Expresso To Lose Licence Following 2019 Expiry Date
Adom News sources within the telecom industry have hinted that the license of Kasapa Telecom Limited, operators of Expresso telecom brand in Ghana will not be renewed after it expires in 2019.
Deputy Director, Engineering at the National Communications Authority, (NCA) Edmund Yirenkyi Fianko dropped a hint on Ghana Day at the just ended ITU Telecom World Conference in Busan that the regulator had told one telco that their license will not be renewed after it expires.
Even though he did not mention the name of which telco it was, highly placed sources within the industry has confirmed it is Expresso.

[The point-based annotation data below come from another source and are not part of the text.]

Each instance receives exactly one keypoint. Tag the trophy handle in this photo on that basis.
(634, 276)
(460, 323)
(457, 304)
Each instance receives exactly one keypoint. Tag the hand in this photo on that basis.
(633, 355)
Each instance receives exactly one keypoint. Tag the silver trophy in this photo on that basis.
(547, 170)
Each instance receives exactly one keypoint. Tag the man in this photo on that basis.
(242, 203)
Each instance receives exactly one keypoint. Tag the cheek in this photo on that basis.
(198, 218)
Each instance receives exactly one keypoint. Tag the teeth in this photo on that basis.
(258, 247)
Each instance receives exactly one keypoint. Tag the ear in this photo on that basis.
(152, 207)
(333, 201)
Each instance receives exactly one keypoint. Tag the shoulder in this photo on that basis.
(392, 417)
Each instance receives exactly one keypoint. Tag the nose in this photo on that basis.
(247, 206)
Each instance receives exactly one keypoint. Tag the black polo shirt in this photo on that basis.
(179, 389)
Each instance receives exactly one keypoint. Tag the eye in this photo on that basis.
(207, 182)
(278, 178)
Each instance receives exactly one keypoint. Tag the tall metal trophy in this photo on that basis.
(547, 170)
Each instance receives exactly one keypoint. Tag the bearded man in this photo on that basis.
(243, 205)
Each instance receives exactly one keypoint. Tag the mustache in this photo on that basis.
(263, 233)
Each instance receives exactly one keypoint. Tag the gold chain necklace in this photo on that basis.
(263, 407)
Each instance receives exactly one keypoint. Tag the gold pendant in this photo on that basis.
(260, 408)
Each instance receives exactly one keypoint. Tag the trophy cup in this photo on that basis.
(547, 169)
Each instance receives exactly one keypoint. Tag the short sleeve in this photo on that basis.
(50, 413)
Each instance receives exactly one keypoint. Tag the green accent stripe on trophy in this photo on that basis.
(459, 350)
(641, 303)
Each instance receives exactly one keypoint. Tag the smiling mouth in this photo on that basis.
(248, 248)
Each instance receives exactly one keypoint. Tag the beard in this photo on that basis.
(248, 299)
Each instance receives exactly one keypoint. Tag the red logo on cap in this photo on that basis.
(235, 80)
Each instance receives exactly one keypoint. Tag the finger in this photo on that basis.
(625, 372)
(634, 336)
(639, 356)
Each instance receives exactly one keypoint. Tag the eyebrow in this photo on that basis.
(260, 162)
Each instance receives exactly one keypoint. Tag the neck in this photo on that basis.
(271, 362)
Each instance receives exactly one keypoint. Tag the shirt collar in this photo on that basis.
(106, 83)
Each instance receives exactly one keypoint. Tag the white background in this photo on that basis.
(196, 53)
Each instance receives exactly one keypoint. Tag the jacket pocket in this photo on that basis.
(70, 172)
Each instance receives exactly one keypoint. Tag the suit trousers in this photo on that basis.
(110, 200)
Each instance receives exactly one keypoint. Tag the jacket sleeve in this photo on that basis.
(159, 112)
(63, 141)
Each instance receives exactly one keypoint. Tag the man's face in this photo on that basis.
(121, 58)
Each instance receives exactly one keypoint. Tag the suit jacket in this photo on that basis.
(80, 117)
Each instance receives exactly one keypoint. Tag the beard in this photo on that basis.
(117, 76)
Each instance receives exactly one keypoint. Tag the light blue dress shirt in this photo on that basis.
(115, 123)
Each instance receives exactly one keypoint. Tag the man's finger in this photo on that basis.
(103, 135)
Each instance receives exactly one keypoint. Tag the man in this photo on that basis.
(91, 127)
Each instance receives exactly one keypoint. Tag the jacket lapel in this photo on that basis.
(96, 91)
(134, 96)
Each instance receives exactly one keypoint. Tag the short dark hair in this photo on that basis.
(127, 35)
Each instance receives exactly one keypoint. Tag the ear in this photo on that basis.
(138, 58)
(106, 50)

The source said NCA has written officially to Kasapa in line with a three-year notice rule to inform them about the decision not to renew their license when it expires.
But the source said per the rule, if the company is able to get an investor and turn around its fortunes within the three years, it could convince the regulator to renew the license on expiry.
How we got here
This does come as a surprise to many industry players and watchers because Expresso, the sole CDMA operator in Ghana, has for years been declining on all levels - the quality of services, subscriptions, workers salaries, rent and bills, payment for products and equipment and general licensing and regulatory obligations.
The NCA had had to meet with the directors of the company in the past on a number of occasions to find ways to address their challenges but all that had yielded no obvious result.
Indeed, the NCA often forgave Expresso from paying fines for QoS failures while other telcos paid theirs and yet the company never recovered from those failures.
Currently, its subscriber base has fallen from about 400,000 nine years ago, to a paltry 23,000 as of April 2017, even though it has one of the most superior spectrum slots within the 800MHz band, a small part of which is suitable for 4G LTE technology.
The ownership of the company itself has some uncertainty and secrecy sounding it, and regulators are said to be unsure who to deal with on issues relating to the company.
NCA issued the license to Kasapa Telecom Limited and that is the name the NCA still has on its records.
But ownership seems to have changed hands a number of times until July 2008 when it finally handed in the hands of Sudan Telecoms (Sudatel) and the brand name was changed to Expresso.
The biggest of the woes of the company begun from when Sudatel took over, allegedly because of international sanctions on Sudan, because of which Sudatel has not been able to move resources to Ghana to recapitalize the company.
As a result, the company has declined into oblivion and now engulfed with debt, unpaid salaries, heavily declined subscriber level and a General Manager and Board Chair who are themselves oblivious of what the company owners are doing.
Sudatel has meanwhile announced on its website that it has transferred 100% shares in the company to a buyer who remains a mystery till date, as even the regulator, NCA has not been informed about the supposed sale, in contravention of laid down industry regulations.
Meanwhile, original owners of Celltel Limited, the company that became Kasapa Telecom, Kludjeson International Limited are still claiming ownership of the company.
They have in fact initiated steps to revamp the company and restore it to its past glory.
Chief Executive of Kludjeson International, Prince Kofi Kludjeson has said the company will be rebranded back to Celltel to provide nationwide affordable WiFi with its own devices and connectivity.
He hinted that he has signed deals with a number of foreign partners to get the company back on its feet, and steps are also underway to pay workers' salary arrears.
Meanwhile, Board Chairman of the company, renown senior journalist Kwasi Pratt is said to have visited the offices of the company and urged workers not to deal with Kludjeson, even though he did not tell them who the supposed new buyer was.
But it appears Kludjeson and or whoever the mystery buyer might be, have only two years to convince the NCA that their license is worth renewing.